In light of that, the only criterion for deciding when a misspecified model is or is not useful is to evaluate its potential unreliability: the implied discrepancy between the relevant actual and nominal error probabilities for a particular inference. When this discrepancy is small enough, the estimated model can be useful for inference purposes, otherwise it is not. The onus, however, is on the practitioner to demonstrate that. Invoking vague generic robustness claims, like ‘small’ departures from the model assumptions do not affect the reliability of inference, will not suffice because they are often highly misleading when appraised using the error discrepancy criterion. Indeed, it’s not the discrepancy between models that matters for evaluating the robustness of inference procedures, as often claimed in statistics textbooks, but the discrepancy between the relevant actual and nominal error probabilities (see Spanos 2009a).
In general, when the estimated model Mθ(z) is statistically misspecified, it is practically useless for inference purposes, unless one can demonstrate that its reliability is adequate for the particular inferences.
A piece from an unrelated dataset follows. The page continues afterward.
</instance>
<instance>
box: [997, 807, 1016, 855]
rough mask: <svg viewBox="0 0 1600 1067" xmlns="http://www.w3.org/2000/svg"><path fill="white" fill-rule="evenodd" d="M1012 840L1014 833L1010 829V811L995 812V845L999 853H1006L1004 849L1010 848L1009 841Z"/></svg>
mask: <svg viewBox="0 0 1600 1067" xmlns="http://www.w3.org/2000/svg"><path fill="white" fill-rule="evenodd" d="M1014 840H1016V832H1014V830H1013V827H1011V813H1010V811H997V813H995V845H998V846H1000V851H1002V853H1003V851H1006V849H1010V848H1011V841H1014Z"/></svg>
*A. Spanos 2011, “Foundational Issues in Statistical Modeling: Statistical Model Specification and Validation, ” RMM Vol. 2, 2011, 146–178, Special Topic: Statistical Science and Philosophy of Science
**Note: Aspects of the on-line exchange between me and Senn are now published in RMM; comments you post or send for the blog (on any of the papers it this special RMM volume) if you wish, can similarly be considered for inclusion in tthe discussions in RMM.
Mayo, this is a nice discussion by Spanos.
But how does it solve Berkson paradox? Given enough data, isn’t every model going to be statiscally misspecified?
Let me try to be more clear. Let’s use Spanos example, CAPM.
At page 161, he rejects almost all assumptions of the model, the only exception is linearity. So, all the inferences made within the model are called into question, because the error probabilities are not properly controlled.
Now let’s suppose for a minute that CAPM had passed all tests. Then, by analogy, all inferences would be correct (in the sense that errors probabilities were controlled).
But,like Berkson argued, it’s likely that our model isn’t just exactly right. We just didn’t have enough data to reject our assumption. Suppose, then, that some years after evaluating CAPM as “statistically adequate”, we get more data. And then we end up rejecting every assumption (like Spanos did in page 161). Then, what we had thought as valid inferences before, wouldn’t be valid inferences anymore, right?
Well, if a practioneer get this kind of “disapointment” very often, like Berkson, then he would extrapolate this kind of thinking to every model he is evaluating.